Revision as of 17:27, 7 October 2013

Slides

Slides in PDF

Readings

the PAC learning, VC dimension, etc. in Tom Mitchell 's Chapter 7

An example of PAC learnability of Boolean literals : Learning a Boolean Conjunction

(from http://www.cis.temple.edu/~giorgio/cis587/readings/pac.html)

We can efficiently PAC learn concepts that are represented as the conjunction of boolean literals (i.e. positive or negative boolean variables). Here is a learning algorithm:

1. Start with an hypothesis h which is the conjunction of each variable and its negation x1 & ~x1 & x2 & ~x2 & .. & xn & ~xn.
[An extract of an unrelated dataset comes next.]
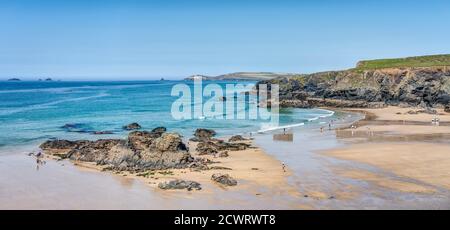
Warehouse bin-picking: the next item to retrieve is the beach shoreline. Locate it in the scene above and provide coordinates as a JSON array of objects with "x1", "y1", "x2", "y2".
[{"x1": 0, "y1": 108, "x2": 450, "y2": 209}]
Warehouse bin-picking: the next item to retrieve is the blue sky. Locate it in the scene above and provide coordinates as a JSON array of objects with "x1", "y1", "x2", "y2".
[{"x1": 0, "y1": 0, "x2": 450, "y2": 80}]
2. Do nothing with negative instances.

3. On a positive instance a, eliminate in h ~xi if ai is positive, eliminate xi if ai is negative. For example if a positive instance is 01100 then eliminate x1, ~x2, ~x3, x4, and x5.

In this algorithm h, as domain, is non-decreasing and at all times contained in the set denoted by c. [By induction: certainly true initially, ..]. We will have an error when h contains a literal z which is not in c.

We compute first the probability that a literal z is deleted from h because of one specific positive example. Clearly this probability is 0 if z occurs in c, and if ~z is in c the probability is 1. At issue are the z where neither z nor ~z is in c.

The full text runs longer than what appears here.